With the White Sox and lefties Chris Sale and Jose Quintana due up next on the docket however, management decided to bring in a little bit more righthanded thunder by summoning catcher Gary Sanchez from Triple-A Scranton/Wilkes-Barre.


The No. 2 prospect in the system behind only high Class A shortstop Jorge Mateo, Sanchez showed tons of improvement in all facets of the game over the course of last season. He sharpened his receiving and blocking and learned to better work with his pitching staff as well. That, coupled with a throwing arm that already ranked as a 70 or 80 on the 20-to-80 scouting scale, helped bolster his stock immensely.

His offensive numbers improved across the board once he was promoted out of Double-A Trenton, where he’d been since late in the 2013 season. The jump was so stark, in fact, that the Yankees rewarded Sanchez with a September callup to the majors. He went 0-for-2 in limited action and will hunt for his first big league hit this time around.

He continued his hot streak in the Arizona Fall League, where he hit .295/.357/.625 with seven home runs in 22 games.

When he’s ready to assume the everyday duties, scouts see a player who could be an offensive force.
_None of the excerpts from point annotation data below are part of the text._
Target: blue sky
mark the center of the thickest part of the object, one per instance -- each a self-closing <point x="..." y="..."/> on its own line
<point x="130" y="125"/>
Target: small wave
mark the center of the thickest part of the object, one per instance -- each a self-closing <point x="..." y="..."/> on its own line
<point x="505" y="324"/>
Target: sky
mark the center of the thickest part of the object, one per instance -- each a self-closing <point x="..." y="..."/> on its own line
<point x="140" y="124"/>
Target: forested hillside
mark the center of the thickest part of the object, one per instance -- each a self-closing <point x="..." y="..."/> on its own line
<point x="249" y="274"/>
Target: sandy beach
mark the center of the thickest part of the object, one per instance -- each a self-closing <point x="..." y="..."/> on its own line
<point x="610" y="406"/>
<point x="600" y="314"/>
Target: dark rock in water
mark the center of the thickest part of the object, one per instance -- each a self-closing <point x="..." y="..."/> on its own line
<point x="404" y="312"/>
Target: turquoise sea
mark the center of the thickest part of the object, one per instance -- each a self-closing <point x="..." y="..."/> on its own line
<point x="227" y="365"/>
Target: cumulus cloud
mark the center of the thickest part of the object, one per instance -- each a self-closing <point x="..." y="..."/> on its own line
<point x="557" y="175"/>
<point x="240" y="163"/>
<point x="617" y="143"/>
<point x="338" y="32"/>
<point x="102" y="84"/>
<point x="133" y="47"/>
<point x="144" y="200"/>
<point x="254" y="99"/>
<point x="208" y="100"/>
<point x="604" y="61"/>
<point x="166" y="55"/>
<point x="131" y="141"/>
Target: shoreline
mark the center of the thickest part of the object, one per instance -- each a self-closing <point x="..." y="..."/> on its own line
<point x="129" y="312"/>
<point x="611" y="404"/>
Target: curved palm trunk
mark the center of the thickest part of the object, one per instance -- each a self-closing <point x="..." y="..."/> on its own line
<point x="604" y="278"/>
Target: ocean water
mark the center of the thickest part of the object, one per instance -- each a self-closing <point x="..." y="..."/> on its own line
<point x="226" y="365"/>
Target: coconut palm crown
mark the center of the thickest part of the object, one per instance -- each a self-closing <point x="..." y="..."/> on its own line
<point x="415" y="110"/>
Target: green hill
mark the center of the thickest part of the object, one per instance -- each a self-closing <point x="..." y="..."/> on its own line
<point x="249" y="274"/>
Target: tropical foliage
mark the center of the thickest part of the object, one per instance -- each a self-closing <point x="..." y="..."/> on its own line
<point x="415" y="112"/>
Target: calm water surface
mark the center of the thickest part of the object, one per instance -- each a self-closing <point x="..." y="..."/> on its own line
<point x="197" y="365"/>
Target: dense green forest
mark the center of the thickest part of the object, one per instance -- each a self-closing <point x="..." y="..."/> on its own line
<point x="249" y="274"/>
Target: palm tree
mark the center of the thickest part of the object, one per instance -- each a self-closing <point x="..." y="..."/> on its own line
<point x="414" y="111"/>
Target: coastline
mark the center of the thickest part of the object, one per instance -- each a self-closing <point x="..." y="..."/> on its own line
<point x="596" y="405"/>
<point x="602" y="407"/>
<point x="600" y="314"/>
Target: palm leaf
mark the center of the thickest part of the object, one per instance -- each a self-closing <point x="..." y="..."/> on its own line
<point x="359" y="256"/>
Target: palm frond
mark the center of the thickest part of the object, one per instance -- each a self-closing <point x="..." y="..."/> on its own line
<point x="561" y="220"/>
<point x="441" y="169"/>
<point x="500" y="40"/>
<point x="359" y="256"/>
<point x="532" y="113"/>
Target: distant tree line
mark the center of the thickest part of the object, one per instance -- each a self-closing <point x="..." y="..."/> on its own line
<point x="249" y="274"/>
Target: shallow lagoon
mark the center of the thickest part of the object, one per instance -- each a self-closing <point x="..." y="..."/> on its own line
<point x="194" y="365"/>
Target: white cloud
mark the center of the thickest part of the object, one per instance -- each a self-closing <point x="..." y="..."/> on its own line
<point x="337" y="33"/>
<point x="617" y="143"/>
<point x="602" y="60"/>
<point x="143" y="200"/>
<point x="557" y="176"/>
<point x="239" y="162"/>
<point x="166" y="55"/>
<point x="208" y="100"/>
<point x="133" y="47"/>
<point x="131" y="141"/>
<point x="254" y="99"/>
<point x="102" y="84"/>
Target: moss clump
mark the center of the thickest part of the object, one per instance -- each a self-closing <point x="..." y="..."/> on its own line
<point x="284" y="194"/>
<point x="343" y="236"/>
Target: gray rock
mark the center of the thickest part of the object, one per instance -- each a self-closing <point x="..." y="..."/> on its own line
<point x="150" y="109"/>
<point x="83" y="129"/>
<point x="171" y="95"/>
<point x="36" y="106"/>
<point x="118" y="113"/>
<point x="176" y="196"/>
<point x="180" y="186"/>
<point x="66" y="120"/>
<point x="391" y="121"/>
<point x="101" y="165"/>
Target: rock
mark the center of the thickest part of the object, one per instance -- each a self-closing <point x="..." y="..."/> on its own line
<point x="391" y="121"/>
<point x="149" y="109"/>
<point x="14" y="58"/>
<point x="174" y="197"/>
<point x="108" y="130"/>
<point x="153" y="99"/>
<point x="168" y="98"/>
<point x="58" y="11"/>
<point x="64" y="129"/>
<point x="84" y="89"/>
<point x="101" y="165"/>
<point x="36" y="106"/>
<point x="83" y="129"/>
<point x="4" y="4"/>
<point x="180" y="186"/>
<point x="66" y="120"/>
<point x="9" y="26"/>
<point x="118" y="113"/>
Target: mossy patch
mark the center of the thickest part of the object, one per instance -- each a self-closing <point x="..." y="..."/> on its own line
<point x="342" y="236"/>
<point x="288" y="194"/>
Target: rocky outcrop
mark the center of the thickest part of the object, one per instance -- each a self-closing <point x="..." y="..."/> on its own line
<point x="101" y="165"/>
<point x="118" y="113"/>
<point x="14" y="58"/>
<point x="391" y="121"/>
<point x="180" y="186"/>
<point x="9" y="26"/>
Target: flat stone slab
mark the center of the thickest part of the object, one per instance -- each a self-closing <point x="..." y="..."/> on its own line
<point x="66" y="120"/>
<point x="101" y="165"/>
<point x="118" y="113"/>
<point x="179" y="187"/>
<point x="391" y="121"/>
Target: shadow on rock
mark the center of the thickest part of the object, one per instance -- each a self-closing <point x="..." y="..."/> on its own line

Twenty-five home runs annually with a respectable batting average isn’t out of the question, and his lightning-quick throwing arm will help him keep opposing running games in check.

The Yankees have been extremely patient with the 23-year-old Sanchez, whom they signed out the Dominican Republic in 2009. And even with some tantalizing targets on the table last summer, the Yankees refused to part with a player they consider among their very best prospects.


If you’re a fantasy player in a non-keeper league or one that lacks a minor league system, you probably don’t need to worry about grabbing Sanchez off the waiver wire. This is likely a short-term promotion with Brian McCann and Austin Romine still on the roster as the primary and backup catchers.

If you do have a keeper or minor league system, go ahead and snap up Sanchez, who very well could be the Yankees’ long-term answer behind the plate.